Tuesday, April 21, 2009

Dual Cross Country Radio Mishaps

My instructor and I flew from Manassas to Chesterfield County and back. It took me a while to figure how to summarize what I learned from this experience. Most of the 'problems' involved the radio and communication. The flight started with my instructor's headset jacks malfunctioning during the initial startup procedures. He spent the whole flight giving me hand gestures and listening to the speaker.

The next issue was a strange conversation with ground. I did everything right at the time, so I was confused why the conversation had so much confusion. I had radioed ground, detailing who I was, where I was, and what I wanted to do. The ground ignored the 'where' and the 'what' for a moment to inquire about my equipment code. I replied Uniform. This means I have a transponder with encoding altimeter. Ground then asked in a excited voice of disbelief: 'You do not have transponder'? Weird. I replied, 'Yes, I have a transponder with altimeter encoding'. The reply: 'You do not have altimeter encoding?'. Me: 'Yes, I do have a transponder with mode C' (same thing). Ground: 'You do or do not?'. Me: 'Do!'. Silence. Then ground replied with frequency and transponder code. I replied with the verification and then questioned ground if they cleared me to head to the runway. Once again, ground barks at me that they have not granted me clearance to taxi. I could not remember with all the confusion, so I asked. Ground apparently did not like that. What a mess!

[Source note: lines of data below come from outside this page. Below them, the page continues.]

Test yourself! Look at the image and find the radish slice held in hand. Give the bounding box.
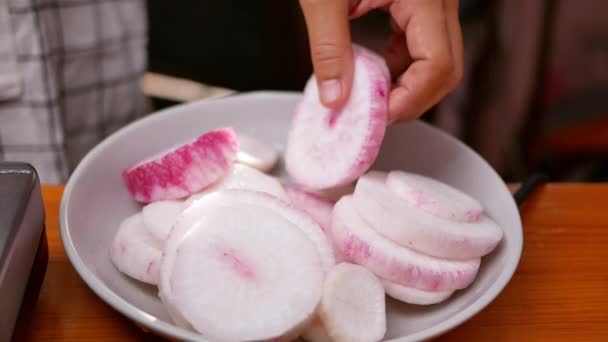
[331,196,480,291]
[123,128,239,203]
[353,171,503,260]
[236,132,279,172]
[285,45,390,189]
[382,280,454,305]
[386,170,483,222]
[110,213,162,285]
[162,190,323,341]
[319,263,386,342]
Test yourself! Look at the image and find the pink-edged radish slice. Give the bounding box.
[122,127,239,203]
[110,213,162,285]
[285,186,334,232]
[353,171,503,260]
[142,200,186,245]
[382,280,454,305]
[319,263,386,342]
[331,196,480,291]
[186,164,289,205]
[386,170,483,222]
[165,190,324,341]
[236,132,279,172]
[285,45,390,189]
[158,190,335,320]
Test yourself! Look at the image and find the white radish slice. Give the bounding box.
[142,200,186,243]
[386,170,483,222]
[382,280,454,305]
[186,164,289,205]
[353,171,503,260]
[285,186,334,232]
[110,213,162,285]
[319,263,386,342]
[236,132,279,172]
[285,45,390,189]
[122,127,239,203]
[331,196,480,291]
[158,190,335,320]
[166,194,323,341]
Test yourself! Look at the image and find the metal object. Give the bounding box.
[0,162,48,342]
[513,173,549,206]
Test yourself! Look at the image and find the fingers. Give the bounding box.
[389,0,462,123]
[350,0,394,18]
[383,32,412,76]
[300,0,353,108]
[443,0,464,90]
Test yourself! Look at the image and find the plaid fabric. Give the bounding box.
[0,0,149,184]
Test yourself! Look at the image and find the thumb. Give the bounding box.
[300,0,353,108]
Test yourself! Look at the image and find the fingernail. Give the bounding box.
[321,80,342,103]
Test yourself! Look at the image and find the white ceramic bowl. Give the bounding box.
[60,92,523,341]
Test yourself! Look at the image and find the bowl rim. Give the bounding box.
[59,91,524,342]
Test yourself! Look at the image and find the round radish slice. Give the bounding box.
[236,133,279,172]
[166,199,323,341]
[353,171,503,260]
[142,200,185,245]
[123,128,239,203]
[386,170,483,222]
[319,263,386,342]
[186,164,289,205]
[331,196,480,291]
[285,187,334,232]
[110,213,162,285]
[285,46,390,189]
[158,190,335,322]
[382,280,454,305]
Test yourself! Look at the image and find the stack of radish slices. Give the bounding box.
[110,46,502,342]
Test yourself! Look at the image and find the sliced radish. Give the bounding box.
[319,263,386,342]
[186,164,289,205]
[382,280,454,305]
[285,187,334,231]
[236,132,279,172]
[386,170,483,222]
[123,128,239,203]
[142,200,186,245]
[353,171,503,259]
[331,196,480,291]
[110,213,162,285]
[165,194,323,341]
[285,46,390,189]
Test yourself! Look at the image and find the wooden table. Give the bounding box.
[10,184,608,342]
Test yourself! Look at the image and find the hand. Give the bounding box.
[300,0,463,123]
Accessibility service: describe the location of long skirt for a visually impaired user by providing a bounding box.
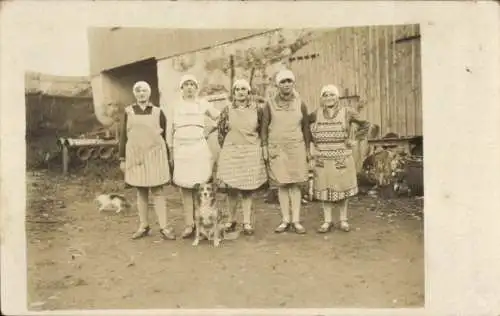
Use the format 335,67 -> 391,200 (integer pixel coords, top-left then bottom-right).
125,142 -> 170,187
313,150 -> 358,202
173,138 -> 213,188
217,144 -> 267,190
268,142 -> 309,186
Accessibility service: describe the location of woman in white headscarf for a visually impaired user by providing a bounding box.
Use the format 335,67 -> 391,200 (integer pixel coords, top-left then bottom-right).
262,70 -> 311,234
309,85 -> 370,233
119,81 -> 175,240
217,79 -> 267,235
167,75 -> 220,238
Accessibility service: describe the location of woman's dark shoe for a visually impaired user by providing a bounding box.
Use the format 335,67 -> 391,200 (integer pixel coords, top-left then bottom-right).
224,221 -> 237,233
243,224 -> 254,236
132,226 -> 151,239
318,222 -> 333,234
181,225 -> 194,239
293,223 -> 306,235
160,228 -> 175,240
274,222 -> 290,234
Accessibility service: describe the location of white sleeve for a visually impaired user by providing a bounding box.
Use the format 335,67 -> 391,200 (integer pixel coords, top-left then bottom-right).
201,100 -> 220,121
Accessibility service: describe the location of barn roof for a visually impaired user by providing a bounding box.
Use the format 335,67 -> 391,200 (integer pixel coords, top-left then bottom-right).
88,27 -> 272,75
24,71 -> 92,98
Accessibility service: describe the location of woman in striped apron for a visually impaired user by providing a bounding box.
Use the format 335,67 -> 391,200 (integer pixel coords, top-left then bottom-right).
262,70 -> 311,234
120,81 -> 175,240
167,75 -> 220,238
310,85 -> 370,233
217,79 -> 267,235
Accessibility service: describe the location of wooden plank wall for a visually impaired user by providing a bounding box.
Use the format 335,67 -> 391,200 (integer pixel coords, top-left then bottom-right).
291,25 -> 422,136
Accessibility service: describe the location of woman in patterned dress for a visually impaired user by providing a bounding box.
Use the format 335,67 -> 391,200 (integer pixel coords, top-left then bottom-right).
309,85 -> 370,233
262,70 -> 311,234
167,75 -> 220,238
217,79 -> 267,235
120,81 -> 175,240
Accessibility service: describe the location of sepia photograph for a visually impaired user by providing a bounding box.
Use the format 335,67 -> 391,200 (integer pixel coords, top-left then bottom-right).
24,24 -> 427,311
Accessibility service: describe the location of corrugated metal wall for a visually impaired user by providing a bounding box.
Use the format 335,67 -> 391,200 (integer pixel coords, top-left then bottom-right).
291,25 -> 422,136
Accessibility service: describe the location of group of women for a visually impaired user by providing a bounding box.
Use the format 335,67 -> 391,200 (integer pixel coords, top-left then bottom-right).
116,70 -> 369,240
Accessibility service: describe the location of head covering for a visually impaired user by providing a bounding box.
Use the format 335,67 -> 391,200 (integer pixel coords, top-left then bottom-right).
320,84 -> 340,96
132,81 -> 151,93
179,74 -> 200,89
276,69 -> 295,84
233,79 -> 252,91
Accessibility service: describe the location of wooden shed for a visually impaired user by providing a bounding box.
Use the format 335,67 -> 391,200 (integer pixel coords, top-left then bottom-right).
290,25 -> 422,137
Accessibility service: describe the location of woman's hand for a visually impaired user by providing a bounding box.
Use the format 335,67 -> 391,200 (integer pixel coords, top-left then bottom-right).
262,146 -> 269,162
168,147 -> 174,169
345,138 -> 356,148
120,160 -> 125,172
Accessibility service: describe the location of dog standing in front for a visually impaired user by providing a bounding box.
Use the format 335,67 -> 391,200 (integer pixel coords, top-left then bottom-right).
95,194 -> 131,214
193,183 -> 224,247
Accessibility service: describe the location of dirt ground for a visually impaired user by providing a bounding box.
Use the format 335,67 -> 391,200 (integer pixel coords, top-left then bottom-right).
26,171 -> 424,310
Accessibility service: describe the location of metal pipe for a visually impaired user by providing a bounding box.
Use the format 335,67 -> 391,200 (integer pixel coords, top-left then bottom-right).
76,147 -> 94,161
99,147 -> 115,160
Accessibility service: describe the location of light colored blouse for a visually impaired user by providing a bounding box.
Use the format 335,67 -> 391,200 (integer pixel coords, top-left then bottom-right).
166,99 -> 220,146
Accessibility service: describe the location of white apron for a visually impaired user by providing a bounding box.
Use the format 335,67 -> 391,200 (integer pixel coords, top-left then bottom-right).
173,101 -> 213,188
125,106 -> 170,187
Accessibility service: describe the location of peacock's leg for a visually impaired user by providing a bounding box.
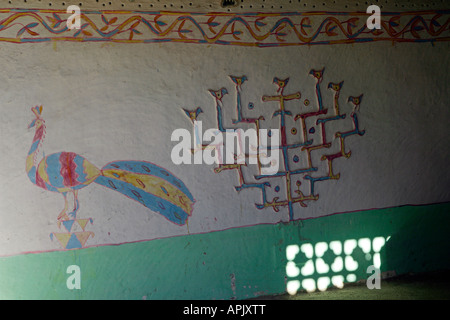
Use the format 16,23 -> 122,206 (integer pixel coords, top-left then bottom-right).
58,192 -> 69,221
69,190 -> 80,219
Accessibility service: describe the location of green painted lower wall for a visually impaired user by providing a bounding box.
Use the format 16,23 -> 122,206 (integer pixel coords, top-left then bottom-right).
0,203 -> 450,299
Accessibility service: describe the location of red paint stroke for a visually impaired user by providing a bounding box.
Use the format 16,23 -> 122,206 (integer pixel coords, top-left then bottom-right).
59,152 -> 79,187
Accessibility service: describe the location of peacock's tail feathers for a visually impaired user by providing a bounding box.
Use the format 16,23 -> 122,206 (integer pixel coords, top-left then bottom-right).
95,161 -> 195,225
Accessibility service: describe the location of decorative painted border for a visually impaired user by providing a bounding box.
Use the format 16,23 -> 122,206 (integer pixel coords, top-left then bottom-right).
0,9 -> 450,48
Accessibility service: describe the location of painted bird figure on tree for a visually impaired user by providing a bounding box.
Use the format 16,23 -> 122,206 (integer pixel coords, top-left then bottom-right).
26,106 -> 195,225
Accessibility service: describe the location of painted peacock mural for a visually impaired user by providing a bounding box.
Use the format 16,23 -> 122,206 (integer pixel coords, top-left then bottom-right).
26,106 -> 195,249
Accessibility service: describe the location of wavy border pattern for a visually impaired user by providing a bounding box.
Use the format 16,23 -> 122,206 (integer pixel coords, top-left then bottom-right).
0,9 -> 450,47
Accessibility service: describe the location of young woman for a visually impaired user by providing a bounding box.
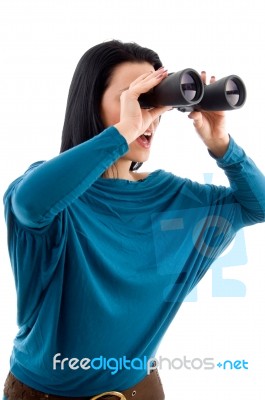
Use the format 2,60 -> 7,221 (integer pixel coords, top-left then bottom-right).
4,40 -> 265,400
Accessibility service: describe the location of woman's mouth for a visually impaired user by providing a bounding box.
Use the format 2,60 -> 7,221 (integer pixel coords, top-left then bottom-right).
136,131 -> 153,149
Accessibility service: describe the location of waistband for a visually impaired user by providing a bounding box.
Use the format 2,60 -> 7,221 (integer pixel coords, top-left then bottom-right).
4,369 -> 165,400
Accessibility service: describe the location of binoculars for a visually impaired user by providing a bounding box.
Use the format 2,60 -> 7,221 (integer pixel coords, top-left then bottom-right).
138,68 -> 246,112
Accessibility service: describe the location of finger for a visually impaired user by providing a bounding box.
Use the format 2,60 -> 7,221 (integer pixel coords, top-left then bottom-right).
210,75 -> 216,83
129,69 -> 168,96
188,111 -> 202,127
147,106 -> 173,121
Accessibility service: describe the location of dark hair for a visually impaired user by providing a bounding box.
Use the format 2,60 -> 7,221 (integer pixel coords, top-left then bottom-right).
60,40 -> 162,170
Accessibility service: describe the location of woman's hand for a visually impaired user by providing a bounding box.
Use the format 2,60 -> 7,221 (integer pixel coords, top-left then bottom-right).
114,67 -> 172,144
189,72 -> 229,157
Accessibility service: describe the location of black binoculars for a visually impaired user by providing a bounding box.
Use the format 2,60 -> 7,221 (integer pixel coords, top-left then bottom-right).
138,68 -> 246,112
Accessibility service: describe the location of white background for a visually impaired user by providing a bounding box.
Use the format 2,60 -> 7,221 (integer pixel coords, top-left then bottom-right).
0,0 -> 265,400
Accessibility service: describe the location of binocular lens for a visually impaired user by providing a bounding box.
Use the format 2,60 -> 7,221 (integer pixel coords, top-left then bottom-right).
180,73 -> 198,101
225,79 -> 240,106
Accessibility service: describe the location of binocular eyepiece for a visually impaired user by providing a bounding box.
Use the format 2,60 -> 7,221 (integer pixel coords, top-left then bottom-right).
138,68 -> 247,112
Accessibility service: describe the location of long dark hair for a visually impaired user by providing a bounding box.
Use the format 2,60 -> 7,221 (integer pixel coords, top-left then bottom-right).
60,40 -> 162,170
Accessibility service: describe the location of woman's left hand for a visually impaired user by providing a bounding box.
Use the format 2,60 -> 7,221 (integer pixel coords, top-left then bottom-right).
189,72 -> 229,157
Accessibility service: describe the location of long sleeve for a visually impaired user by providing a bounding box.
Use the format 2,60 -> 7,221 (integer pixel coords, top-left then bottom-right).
6,127 -> 128,228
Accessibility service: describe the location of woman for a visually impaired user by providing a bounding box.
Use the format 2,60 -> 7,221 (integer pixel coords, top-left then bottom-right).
4,40 -> 265,400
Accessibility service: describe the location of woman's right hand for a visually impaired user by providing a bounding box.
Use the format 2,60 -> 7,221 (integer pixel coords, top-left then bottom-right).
114,67 -> 172,144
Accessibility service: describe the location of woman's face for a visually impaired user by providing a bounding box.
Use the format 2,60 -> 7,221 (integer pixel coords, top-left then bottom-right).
101,62 -> 159,162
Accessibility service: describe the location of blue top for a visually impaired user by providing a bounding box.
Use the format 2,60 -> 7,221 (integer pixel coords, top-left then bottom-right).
4,127 -> 265,396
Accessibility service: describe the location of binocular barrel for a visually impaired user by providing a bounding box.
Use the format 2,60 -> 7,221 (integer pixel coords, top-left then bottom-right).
139,68 -> 246,112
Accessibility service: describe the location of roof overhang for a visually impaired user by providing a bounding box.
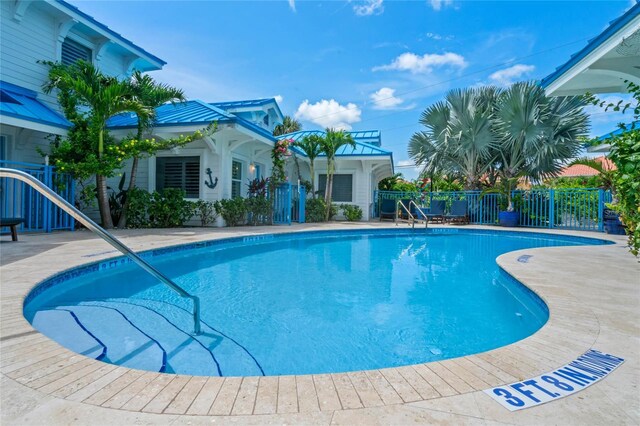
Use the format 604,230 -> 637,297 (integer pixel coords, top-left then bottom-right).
0,113 -> 67,136
541,3 -> 640,96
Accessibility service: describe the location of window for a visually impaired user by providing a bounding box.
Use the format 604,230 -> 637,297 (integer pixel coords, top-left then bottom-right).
156,156 -> 200,198
318,174 -> 353,203
231,160 -> 242,198
60,37 -> 93,65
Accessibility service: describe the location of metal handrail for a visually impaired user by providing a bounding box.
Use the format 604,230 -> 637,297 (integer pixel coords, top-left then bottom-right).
409,200 -> 428,228
0,167 -> 201,335
393,200 -> 416,228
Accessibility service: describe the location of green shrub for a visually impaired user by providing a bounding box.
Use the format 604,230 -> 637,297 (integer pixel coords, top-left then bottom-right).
215,197 -> 247,226
340,204 -> 362,222
149,188 -> 193,228
127,188 -> 194,228
244,196 -> 271,226
305,198 -> 338,222
194,200 -> 218,226
127,188 -> 152,228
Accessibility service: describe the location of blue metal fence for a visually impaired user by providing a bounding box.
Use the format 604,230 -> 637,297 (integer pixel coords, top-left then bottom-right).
273,182 -> 307,225
373,188 -> 611,231
0,160 -> 75,232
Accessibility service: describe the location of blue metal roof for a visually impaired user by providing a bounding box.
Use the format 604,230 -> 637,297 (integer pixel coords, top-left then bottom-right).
278,130 -> 392,157
598,121 -> 640,141
211,98 -> 284,121
55,0 -> 167,65
540,1 -> 640,87
107,100 -> 276,142
0,81 -> 71,129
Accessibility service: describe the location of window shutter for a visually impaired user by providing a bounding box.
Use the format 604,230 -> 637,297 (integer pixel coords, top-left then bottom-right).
318,174 -> 353,203
60,38 -> 92,65
156,157 -> 200,198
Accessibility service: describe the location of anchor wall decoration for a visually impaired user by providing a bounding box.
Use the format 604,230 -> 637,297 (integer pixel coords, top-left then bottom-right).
204,167 -> 218,189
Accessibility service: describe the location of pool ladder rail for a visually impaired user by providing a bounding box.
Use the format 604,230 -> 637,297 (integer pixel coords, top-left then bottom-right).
0,167 -> 202,335
393,200 -> 428,229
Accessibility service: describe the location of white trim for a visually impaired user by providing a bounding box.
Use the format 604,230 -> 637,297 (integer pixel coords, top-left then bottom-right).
545,16 -> 640,96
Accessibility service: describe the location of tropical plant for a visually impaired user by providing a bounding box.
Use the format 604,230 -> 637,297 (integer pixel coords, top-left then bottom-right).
492,82 -> 589,211
340,204 -> 362,222
408,86 -> 500,189
193,200 -> 218,226
117,70 -> 186,228
215,197 -> 247,226
294,134 -> 323,198
43,61 -> 151,228
273,115 -> 302,136
320,129 -> 355,221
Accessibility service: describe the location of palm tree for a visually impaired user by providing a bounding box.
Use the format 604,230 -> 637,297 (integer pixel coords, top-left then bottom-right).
294,134 -> 323,198
43,61 -> 151,229
118,70 -> 186,228
408,86 -> 499,189
273,115 -> 302,136
492,82 -> 589,211
320,129 -> 356,221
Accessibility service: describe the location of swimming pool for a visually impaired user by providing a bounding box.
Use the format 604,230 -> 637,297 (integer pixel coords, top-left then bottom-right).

Why did this happen? Well, it took sometime to put the pieces together. The mistake was partially mine. When filing the SFRA flight plan, I forgot to mention to FSS that I had a pre-stored plan. The stored plan had the information, including equipment code, for the plane. FSS created a new plan but DID not inquire about the equipment. Had they inquired, I would have caught on to the mistake. So the new plan was submitted without the equipment code. I later learned that there was an error in the prestored plan as well. It contained an equipment code Golf (for GPS). This is due to maintaining compliance with SFRA procedures when flying out of Leesburg.

The radio issues did not end here. Chesterfield County radio was out along with their ASOS. I used Richmond's ATIS for surface information and then picked the runway I liked the best, making the appropriate pattern calls. No one was responding.

Coming back into Manassas, we were an hourly early. It took me a few times, stating 'we are an hourly' to Approach, before Approach found the return SFRA flight plan and cleared me to enter. I explain why in a future blog. I always notify them around Warrenton. It is a good place to land if clearance is not granted. It is close to Manassas, so I could get a ride back.